The AT&T/Ericsson was a big loss for Nokia. But the manufacturer did have a significant win at the end of 2023 when it began deployment of a multi-vendor Open RAN network with Fujitsu for Deutsche Telekom (DT) in Germany. The technology is fully integrated into DT’s live commercial network and the initial cluster will provide 2G, 4G, and 5G commercial services to customers in the Neubrandenburg area of Northern Germany.
Nokia is deploying its commercial Open RAN 5G AirScale baseband solution in DT’s commercial network with Fujitsu radios. Both Nokia and Fujitsu have also agreed to explore Cloud RAN and other technology.
In May of 2024, a brownfield deployment was announced by O2 Telefónica, which moved its Samsung virtualized RAN and Open RAN network from the lab onto a live network in Germany. The site is now operating in Landsberg am Lech, Bavaria, providing 4G and 5G services to customers with the plan to expand to seven additional sites in the region, further extending the Open RAN footprint.
The reasons to deploy Open RAN have shifted over time, according to Madden. Open RAN was originally pitched as a way to lower equipment costs through increased competition. However, the closed RAN manufacturers merely reduced their prices to match the Open RAN offering, so they could not sell on cost alone.
A seminal event in the Open RAN versus closed RAN competition unfolded in 2024 after closed RAN was chosen for greenfield 5G deployment of 460,000 base stations across India, in part, because the price was equivalent to Open RAN, Madden asserted.
“That was a devastating move, because it essentially pulled the rug out from under the Open RAN suppliers,” he said. “For example, today, AT&T is actually paying more for the Fujitsu radios than the Ericsson units.”
Even though price may not be the differentiator, legacy operators are still gravitating to Open RAN because of their desire for a greater variety of radio hardware and more customization of the radio hardware to special cases.
“We’re now finding that the operators benefit from increased variety of product functionality, and with Open RAN they can get products customized to the frequency bands, power levels and mechanical format that they need,” Madden said.
Another key benefit of Open RAN, according to Madden, is that it promotes the development of domestic supply chains. Using telecom hardware that’s manufactured within a country’s borders is advantageous for economic and security reasons.
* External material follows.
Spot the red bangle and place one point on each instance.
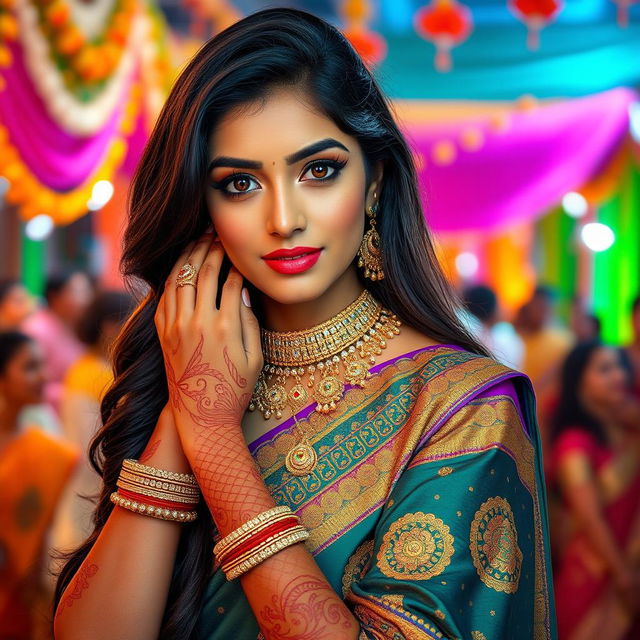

“Open RAN provides an avenue for those vendors to engage in the market and provide the hardware without spending a billion dollars on research and development for the software side,” Madden said. “It’s more of a national sovereignty benefit, putting jobs within the country and political benefits of that.”
The Open RAN space gained a good deal of clarity in 2024, according to research performed by Mobile-Experts. It became clear that Open RAN would NOT expand the market to include different software platforms taking software business away from Ericsson and Nokia.
“Open RAN allows a company like Ericsson to actually dominate the software of the RAN market even more than they did before,” Madden said. “But it also opens up the opportunity for multiple hardware manufacturers to provide the localization and customization that allow for product differentiation.”
Madden projects that the network infrastructure market will eventually have one or two leading software players for the complex public telecom systems with a wide variety of hardware as the supporting cast. Ericsson has a lock on providing centralized unit/distributed unit software, but the number two position is still open, he said.
“Outside of Ericsson, Samsung is leading the market in virtual RAN, but they have a lower market share,” Madden said. “On the other hand, Nokia, is behind on virtual RAN but they have a larger market share and therefore a good chance at being a second provider of Open RAN software. On the whole, I would say that the contest for number two is not concluded yet.”